How to handle mixed encoding in MapReduce Jobs
This feature is available in the Talend MapReduce Jobs since the version 5.6.2 of the Talend solutions with Big Data.
The tHDFSInput component needs to be used to read the source data containing mixed encoding.
In the version 5.6.2 of Talend Studio, the Activate advanced decoder check box has been added to the Advanced settings view of the MapReduce version of the tHDFSInput component to handle mixed encoding.
To properly use this feature, you need to proceed as follows.

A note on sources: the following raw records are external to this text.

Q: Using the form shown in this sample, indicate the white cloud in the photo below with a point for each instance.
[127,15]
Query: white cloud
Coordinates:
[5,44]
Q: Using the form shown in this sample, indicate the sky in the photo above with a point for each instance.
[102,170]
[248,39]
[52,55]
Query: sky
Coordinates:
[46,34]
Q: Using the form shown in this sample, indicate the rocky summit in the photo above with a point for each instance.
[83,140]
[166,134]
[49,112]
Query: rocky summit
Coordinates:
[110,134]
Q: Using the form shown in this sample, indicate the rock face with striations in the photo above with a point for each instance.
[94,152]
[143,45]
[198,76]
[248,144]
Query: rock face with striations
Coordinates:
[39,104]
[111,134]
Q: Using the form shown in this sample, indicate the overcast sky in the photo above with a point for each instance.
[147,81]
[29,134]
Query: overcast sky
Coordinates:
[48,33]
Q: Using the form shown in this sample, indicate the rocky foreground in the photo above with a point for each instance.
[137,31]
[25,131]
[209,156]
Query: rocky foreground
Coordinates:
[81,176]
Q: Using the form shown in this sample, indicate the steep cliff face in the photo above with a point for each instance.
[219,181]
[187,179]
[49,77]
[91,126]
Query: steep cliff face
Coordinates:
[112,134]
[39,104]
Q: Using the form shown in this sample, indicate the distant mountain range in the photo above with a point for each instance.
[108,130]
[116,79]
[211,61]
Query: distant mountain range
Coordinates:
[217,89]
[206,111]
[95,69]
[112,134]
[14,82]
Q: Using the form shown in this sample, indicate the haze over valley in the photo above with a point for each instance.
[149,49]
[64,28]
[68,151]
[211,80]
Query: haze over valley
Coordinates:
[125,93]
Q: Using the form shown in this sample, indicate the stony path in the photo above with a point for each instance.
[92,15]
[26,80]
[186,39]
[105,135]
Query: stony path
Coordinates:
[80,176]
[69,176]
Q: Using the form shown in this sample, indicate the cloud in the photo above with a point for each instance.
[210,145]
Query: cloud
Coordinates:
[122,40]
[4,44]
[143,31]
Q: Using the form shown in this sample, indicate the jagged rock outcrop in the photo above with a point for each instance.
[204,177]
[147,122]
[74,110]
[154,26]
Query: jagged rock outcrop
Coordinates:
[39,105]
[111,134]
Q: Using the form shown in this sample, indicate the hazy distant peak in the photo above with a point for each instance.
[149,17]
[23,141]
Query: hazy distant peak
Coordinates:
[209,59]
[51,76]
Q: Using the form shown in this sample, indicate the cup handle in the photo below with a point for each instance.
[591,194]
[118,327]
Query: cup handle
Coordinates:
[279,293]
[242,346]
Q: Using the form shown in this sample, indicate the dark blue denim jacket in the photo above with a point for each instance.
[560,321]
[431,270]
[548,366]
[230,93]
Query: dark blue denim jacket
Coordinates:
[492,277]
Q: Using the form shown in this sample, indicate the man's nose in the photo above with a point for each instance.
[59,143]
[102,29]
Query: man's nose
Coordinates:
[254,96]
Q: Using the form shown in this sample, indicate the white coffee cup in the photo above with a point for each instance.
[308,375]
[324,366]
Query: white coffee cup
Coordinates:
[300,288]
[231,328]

The procedure described in this article is to explain this Activate advanced decoder feature only. Activating this feature alone does not allow your MapReduce Job to run successfully. You still need to properly design your Job and configure the connection to the Hadoop cluster to be used.
For further information about how to create a Talend MapReduce Job, see Designing MapReduce Jobs.
- Double-click tHDFSInput to open its Basic settings view.
- Select the Custom encoding check box and from the Encoding drop-down list, select the option that corresponds to the delimiter encoding of the source data to be read. For example, UTF-8 .
- Click the Advanced settings tab to open its view and select the Activate advanced decoder check box.
Now this tHDFSInput component is able to read the mixed encoding.
For further information about the other parameters of tHDFSInput , see tHDFSInput.Capabilities and limitations
This feature requires one of the mixed encoding types to be UTF-8.
The following table presents the encoding types which this feature has been tested to be able to successfully handle while the default decoder of tHDFSInput fails to.
|Principal encoding||Delimiter encoding||Default decoder||Advanced decoder||Comment|
|UTF-8||ISO-8859-15||The delimiter used is the thor letter ( þ ).|
|ISO-8859-15||UTF-8||The delimiter used is the thor letter ( þ ).|